Overall, nothing he's done since 2020 fills me with the impression that he's more capable of drawing wide ranging support across the electorate, in the House or in the Senate now than he was three years ago, and if anything he's probably even worse off now than he was in 2020. Certainly no clear, actionable, plan has been communicated to my knowledge as to how he'd actually solve that problem, and considering how much Trump likes to post all over social media on every other topic, I suspect that's because he simply hasn't got one.
On that basis why would I expect that him doing all the same things will yield different results in 2024? Isn't that the definition of insanity?
Now I don't know if DeSantis can do any better. He's an unknown quantity in that role, so I can't be sure. But in every respect I'd rather take a chance on a relative unknown with some decent experience in other roles than another chance on a guy with a history of failure in this one. He has a whole lot less baggage to fight through as well, so at least he's not starting from a position of animosity, scandal and weakness before his ass even touches an oval office chair. So he gets my pick (well, he would, but I don't get a vote!)

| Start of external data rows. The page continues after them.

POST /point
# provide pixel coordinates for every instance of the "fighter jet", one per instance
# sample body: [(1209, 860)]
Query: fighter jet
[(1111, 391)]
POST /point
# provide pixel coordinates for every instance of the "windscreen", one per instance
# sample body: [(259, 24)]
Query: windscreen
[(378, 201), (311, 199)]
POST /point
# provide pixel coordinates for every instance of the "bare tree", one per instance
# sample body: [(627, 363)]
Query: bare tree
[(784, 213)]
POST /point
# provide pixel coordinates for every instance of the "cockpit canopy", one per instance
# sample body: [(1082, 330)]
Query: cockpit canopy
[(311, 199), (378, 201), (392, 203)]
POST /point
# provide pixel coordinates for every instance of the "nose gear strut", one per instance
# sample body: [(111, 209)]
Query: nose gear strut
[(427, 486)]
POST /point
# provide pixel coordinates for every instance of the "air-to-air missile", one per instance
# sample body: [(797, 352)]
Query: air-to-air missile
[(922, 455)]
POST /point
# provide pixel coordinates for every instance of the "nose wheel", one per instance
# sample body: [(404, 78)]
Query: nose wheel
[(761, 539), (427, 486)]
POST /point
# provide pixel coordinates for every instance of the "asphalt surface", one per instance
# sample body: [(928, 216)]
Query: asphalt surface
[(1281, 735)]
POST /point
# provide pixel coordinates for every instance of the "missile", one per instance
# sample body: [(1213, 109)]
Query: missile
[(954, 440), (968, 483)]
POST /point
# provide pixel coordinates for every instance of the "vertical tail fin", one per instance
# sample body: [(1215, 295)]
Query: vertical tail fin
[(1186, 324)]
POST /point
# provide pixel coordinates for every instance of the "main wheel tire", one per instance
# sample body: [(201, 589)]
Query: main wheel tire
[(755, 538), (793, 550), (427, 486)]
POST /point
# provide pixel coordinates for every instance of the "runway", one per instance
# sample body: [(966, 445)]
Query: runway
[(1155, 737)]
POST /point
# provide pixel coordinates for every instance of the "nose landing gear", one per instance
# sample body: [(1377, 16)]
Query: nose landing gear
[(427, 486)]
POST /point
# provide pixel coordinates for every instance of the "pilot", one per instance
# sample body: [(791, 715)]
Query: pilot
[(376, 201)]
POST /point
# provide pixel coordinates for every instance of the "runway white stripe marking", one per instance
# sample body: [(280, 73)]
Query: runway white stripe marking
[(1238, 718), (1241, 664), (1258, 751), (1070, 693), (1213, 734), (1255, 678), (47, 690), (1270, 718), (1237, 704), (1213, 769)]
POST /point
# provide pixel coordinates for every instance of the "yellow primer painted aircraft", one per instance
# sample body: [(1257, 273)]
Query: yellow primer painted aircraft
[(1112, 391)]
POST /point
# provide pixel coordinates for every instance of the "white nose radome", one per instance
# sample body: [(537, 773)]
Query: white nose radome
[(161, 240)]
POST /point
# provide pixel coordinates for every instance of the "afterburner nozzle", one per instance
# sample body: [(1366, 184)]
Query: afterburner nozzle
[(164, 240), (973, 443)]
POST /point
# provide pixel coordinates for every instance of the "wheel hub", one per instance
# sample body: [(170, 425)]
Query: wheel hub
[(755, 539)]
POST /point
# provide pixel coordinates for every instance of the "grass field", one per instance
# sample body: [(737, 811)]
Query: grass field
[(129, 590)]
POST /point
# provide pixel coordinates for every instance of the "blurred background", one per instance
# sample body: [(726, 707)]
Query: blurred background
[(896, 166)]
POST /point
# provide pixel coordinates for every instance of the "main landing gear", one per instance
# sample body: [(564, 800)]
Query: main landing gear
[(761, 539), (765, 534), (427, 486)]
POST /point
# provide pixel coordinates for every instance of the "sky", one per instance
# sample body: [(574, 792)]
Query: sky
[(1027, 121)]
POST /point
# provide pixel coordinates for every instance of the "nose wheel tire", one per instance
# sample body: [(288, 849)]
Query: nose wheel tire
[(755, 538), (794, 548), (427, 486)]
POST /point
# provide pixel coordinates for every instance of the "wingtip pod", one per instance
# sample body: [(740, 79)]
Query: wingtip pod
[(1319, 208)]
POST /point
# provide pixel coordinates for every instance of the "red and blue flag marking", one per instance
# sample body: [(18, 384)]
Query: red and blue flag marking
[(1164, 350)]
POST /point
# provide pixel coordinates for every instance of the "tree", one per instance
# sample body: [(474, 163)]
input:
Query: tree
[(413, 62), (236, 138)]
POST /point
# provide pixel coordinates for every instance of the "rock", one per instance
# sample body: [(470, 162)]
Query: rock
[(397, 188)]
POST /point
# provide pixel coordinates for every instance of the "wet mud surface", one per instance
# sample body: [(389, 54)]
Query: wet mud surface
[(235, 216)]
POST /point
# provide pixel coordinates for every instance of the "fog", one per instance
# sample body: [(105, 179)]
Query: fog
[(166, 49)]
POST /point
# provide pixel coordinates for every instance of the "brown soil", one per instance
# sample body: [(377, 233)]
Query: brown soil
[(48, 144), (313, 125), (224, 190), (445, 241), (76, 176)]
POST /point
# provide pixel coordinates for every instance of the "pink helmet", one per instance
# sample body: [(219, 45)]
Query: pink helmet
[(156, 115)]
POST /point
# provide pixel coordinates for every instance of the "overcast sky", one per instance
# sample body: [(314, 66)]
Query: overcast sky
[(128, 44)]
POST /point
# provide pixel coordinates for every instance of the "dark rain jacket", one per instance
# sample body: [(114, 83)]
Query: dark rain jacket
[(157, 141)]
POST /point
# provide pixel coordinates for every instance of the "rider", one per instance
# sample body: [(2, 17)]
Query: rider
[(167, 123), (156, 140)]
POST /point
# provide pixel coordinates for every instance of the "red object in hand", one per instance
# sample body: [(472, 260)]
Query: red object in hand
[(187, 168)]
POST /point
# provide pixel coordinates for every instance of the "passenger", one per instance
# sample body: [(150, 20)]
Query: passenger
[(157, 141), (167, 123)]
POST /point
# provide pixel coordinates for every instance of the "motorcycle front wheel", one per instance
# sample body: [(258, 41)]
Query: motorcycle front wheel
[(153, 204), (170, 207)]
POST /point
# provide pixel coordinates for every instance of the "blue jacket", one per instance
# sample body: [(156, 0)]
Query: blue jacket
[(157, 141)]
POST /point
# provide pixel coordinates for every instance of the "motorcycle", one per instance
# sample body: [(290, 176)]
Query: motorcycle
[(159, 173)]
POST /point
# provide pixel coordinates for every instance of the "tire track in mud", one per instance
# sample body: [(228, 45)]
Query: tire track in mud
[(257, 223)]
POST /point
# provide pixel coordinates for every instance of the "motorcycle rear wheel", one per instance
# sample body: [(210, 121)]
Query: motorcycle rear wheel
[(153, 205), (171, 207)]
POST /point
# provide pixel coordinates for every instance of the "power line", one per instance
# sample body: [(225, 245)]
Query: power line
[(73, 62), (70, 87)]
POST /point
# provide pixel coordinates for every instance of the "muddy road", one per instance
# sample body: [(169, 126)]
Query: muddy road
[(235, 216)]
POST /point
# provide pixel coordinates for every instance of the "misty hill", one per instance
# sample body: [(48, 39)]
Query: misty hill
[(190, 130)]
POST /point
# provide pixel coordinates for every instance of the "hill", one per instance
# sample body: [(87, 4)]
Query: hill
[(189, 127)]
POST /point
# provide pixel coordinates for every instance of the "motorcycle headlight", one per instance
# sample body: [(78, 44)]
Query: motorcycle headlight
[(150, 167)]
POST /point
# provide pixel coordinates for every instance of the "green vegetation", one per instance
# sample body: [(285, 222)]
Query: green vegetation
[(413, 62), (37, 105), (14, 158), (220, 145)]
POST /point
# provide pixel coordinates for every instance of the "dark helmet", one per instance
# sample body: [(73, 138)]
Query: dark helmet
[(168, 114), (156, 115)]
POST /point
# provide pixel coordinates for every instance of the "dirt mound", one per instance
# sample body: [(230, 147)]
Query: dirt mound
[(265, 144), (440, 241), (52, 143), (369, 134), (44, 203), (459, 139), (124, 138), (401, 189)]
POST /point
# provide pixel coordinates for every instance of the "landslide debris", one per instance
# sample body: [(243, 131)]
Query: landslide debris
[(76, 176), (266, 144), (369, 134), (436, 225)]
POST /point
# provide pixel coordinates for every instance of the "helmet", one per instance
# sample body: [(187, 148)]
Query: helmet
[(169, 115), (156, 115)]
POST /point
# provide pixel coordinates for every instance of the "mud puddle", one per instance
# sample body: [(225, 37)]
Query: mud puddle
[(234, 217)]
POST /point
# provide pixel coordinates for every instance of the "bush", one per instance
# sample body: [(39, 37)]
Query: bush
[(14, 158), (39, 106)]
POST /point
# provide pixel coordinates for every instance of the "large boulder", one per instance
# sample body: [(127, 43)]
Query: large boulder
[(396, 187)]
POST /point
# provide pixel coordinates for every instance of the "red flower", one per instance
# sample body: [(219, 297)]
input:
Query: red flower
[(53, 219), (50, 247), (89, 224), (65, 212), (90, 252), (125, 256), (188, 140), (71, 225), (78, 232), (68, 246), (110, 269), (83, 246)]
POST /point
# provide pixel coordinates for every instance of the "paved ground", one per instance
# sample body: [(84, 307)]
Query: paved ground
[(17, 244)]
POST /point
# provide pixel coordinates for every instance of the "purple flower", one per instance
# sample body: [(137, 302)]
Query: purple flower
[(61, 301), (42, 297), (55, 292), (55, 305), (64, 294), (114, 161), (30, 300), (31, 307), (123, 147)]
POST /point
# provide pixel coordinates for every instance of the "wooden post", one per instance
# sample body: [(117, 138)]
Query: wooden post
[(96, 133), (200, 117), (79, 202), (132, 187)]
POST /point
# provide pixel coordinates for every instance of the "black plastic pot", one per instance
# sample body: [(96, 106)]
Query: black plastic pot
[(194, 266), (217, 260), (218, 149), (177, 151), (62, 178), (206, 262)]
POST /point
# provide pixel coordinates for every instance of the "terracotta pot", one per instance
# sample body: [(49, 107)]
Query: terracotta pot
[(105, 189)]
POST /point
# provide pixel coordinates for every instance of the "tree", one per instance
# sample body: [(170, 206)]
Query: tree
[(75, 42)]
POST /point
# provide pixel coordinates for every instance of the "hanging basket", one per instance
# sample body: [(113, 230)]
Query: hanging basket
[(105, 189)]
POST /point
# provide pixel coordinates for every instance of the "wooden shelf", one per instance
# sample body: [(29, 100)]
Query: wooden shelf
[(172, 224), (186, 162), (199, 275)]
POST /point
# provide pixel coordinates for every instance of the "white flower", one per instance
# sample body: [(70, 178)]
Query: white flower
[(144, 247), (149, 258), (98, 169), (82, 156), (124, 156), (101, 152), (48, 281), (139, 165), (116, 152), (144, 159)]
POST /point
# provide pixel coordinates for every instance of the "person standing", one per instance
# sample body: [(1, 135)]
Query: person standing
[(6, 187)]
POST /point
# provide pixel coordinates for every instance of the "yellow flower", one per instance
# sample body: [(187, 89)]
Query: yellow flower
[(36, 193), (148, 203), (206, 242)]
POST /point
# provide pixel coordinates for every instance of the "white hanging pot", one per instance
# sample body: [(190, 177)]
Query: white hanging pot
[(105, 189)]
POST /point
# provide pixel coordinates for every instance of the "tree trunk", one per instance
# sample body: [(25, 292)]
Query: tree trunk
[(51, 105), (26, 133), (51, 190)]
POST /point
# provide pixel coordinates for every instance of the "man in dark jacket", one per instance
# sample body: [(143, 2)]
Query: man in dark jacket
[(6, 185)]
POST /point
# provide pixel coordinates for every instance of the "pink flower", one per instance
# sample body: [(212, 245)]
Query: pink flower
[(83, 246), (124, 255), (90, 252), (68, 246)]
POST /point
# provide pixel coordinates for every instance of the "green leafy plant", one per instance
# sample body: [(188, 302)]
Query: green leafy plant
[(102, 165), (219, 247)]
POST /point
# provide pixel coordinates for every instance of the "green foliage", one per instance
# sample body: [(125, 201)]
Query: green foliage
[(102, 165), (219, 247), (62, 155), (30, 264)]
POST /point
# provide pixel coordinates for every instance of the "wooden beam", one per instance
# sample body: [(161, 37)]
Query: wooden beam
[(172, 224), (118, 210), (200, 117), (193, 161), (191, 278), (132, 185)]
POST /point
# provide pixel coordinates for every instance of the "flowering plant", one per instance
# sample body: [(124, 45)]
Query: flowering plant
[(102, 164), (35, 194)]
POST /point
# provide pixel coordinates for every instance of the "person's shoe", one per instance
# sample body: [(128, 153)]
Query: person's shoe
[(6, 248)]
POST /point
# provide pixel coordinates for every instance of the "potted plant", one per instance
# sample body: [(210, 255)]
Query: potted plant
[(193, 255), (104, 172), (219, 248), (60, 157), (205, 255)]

I should also point out to
@sestoppelman and a few others on this thread that not wanting Trump is not the same as wanting Biden. I see that a lot on this topic and it's both a false equivalency and frequently used as a straw man. You can quite easily be thoroughly unhappy with Biden
and dislike Trump. Disliking Trump doesn't equal Democrat. The two are not correlated and in fact, you may not like Trump
because you want Biden gone and don't think that Trump is the best vehicle to achieve that.